From a weekend full of sloth, disgust, 35-second-profanity-laced rants aimed at teams to which I previously had no emotional attachments, and general wailing and gnashing of teeth…
The top four seeds advanced; some more easily than others. UCONN destroyed Texas A&M, while Louisville, Pittsburgh, and North Carolina all found themselves in the midst of some good old-fashioned, scrappy street fighting (there’s a joke to be made here involving the movie Dirty Work and the Chris Farley line, “Rolling Stones, Street Fighting Man! G-7!,” but I don’t want to take the time to figure it out. And yes, this site is free.).
The Tar Heels put LSU through one last pawn shop window late in the second half, which finally broke the Tigers’ will to keep fighting, while Pittsburgh and Louisville weren’t so lucky. Oklahoma State and Siena brought just about every kind of conceivable street weapon to their respective fights. Tire irons, hubcaps, trash cans, a ball and chain, nunchucks, tridents, and grenades they found on the way to the pants store. Unfortunately for both, they did not play near-perfect games and were put away in the final minute. Most likely it was for the best, because had they won, they’d need to lay low for a while because they’d probably be wanted for murder.
Washington and Arizona State: BURN IN A FIRE. The following is for all those who stupidly selected Washington and Arizona State to advance (like me). First, Washington. You’re practically playing a home game against a team that has to travel over 2,000 miles to get there and that displays the quickness of the computer on which I currently type. You were aware the game actually starts in the first half and not the second half, right? Way to show up ready to play. And why don’t you miss a few more free throws in the last three minutes? That’s always a good idea. I hope you join Clemson for eternity in the NIT.
And Arizona State. Why the hell did you even bother to show up? I would rather you forfeited that drop that stinkbomb on my television and giving me hope for an upset (all 11 seconds of hope). Really, thanks for caring. Your emotional fire was really something special. Yet another team that deserves eternity in the NIT.
And on a relatively related note, I will take this time to stop complaining and make note of my one successful upset pick: Cleveland State. So to all of you who picked Wake Forest, I am smarter than you.

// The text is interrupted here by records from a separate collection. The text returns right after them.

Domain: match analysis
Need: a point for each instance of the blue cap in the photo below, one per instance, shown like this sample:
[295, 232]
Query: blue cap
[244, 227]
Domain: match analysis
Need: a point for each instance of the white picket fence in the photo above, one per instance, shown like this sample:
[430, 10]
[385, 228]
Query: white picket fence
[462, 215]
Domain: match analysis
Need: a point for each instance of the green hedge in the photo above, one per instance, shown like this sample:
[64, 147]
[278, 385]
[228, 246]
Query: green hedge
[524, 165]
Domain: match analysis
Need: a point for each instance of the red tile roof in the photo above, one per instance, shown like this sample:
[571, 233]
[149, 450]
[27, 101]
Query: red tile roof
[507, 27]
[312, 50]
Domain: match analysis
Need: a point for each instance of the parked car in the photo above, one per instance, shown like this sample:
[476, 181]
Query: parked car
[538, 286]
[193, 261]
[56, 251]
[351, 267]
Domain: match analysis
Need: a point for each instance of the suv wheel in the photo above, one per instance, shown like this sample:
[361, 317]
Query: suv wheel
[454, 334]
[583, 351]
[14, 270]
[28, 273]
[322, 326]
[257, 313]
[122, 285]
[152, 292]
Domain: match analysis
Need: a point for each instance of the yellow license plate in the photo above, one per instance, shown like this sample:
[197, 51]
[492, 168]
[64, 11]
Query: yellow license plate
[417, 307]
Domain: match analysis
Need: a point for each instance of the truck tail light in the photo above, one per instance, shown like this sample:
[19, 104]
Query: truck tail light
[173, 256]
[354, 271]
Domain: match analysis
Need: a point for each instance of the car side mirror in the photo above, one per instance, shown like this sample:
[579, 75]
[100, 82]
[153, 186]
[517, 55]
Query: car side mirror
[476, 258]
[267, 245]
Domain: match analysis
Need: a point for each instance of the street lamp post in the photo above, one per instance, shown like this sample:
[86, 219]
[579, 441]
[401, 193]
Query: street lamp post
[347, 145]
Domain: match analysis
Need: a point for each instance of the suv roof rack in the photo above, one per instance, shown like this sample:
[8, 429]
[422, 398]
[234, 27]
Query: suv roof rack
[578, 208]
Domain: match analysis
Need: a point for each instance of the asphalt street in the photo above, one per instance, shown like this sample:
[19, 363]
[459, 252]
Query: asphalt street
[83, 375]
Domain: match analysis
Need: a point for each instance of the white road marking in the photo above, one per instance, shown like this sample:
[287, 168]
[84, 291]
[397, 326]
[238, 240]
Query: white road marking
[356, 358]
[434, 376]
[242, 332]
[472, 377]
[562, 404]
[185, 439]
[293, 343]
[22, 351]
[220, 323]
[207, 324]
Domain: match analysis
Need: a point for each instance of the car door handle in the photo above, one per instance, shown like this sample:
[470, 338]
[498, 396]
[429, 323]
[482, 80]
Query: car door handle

The World Baseball Classic can’t hurt Americans anymore. Team USA was eliminated last night in the semifinals against Japan, setting off sighs of relief and drunken revelry at MLB teams’ front offices across the country. No more oblique strains, twisted ankles or arm ailments for athletes, errr, baseball players playing for an independent team even though they’re each contractually obligated to be in the best baseball condition possible for entirely different teams. However, in Chipper Jones’ case, he is contractually obligated to suffer no fewer than seven oblique strains a season.
The Ole Miss baseball team is allergic to sweeps. I know it’s disgustingly early to be talking about college baseball, but I thought I’d mention that the Ole Miss baseball team is carrying on the Ole Miss sports tradition of putting itself in position for a kill shot and folding miserably while attempting said shot. This week, the Rebels took the first two games from Alabama and while going for the sweep on Sunday, were promptly thumped 19-6. And just one weekend ago, they took the first two from Vanderbilt only to lose, although not as badly, on Sunday.
I’m not upset with the past two weekends (that would mean I have to care about baseball at this point) because whenever you can take two of three in consecutive weekends, it’s a good sign of what the team is capable of doing. Just remember this when the next opportunity arises for this team to land a knockout blow that would ensure its advancement in the postseason (i.e. pressure situations).
That was pretty much all I took out of the weekend. If I missed anything of note, let me know.